这是一条设计极其精密的规则。在你下单时,平台上没有任何机制要求定制师去对照其他渠道的房价;而当你发现问题时,平台却只认自己的标价作为唯一的核算依据。
第三方平台589元不算数,酒店散客价500元也不算数,只有携程自己报的那个1465元才能当参考——而那个参考价只比你实际支付的1520元低了几十块。退差价的路径从一开始就是断的。
最终的处理结果是退还现金差价被拒绝,仅赠优惠券。这跟2025年底那起延吉定制游纠纷的逻辑如出一辙——当时商家被扣1万元保证金,消费者只获赔300元。
我们现在回到最初的问题:51亿罚单落地后,为什么这类价格乱象还会出现?
因为此前所有的监管动作,从2025年贵州和郑州的市场监管局约谈,到2026年3月北京市对12家平台的联合约谈,再到7月的国家级处罚,针对的都是酒店端的独家合作、“全网最低价”、通用定价权这些宏观问题。
没有一次触及定制游细分场景里的费用披露规则、供应商报价审核机制、售后核价标准。
用最直白的逻辑总结:整改措施让携程不能再逼酒店给“全网最低价”了,但它没有让携程必须去比较自家定制师报的价格是不是比其他渠道贵了三倍。 这两层规则之间的缝隙,恰好形成了千元价差可以畅通无阻的通道。

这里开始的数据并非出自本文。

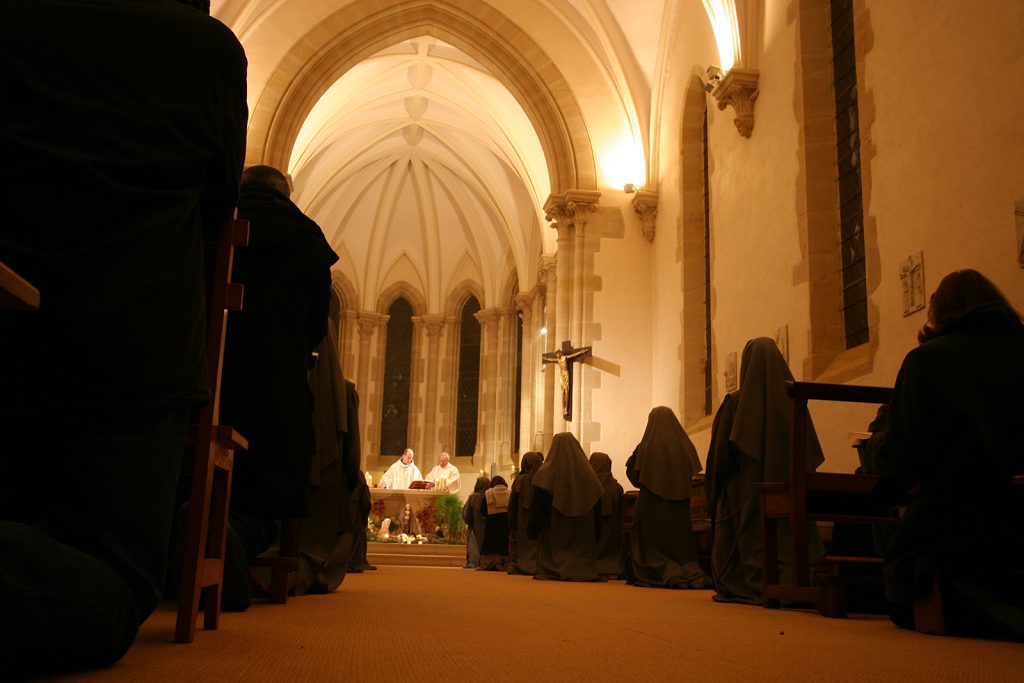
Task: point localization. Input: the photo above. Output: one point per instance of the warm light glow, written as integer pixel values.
(623, 164)
(722, 14)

截至2026年9月11日,这起纠纷还没有市场监管或消协的正式处理结论,携程是否会对定制游业务的定价规则做出调整也暂不清楚。
但在那之前,愿意花19600元找定制游的消费者,恐怕都绕不开这样一个事实:你信任地交出了预算和行程,换来的报价里,服务费和酒店费从来就没有分开过。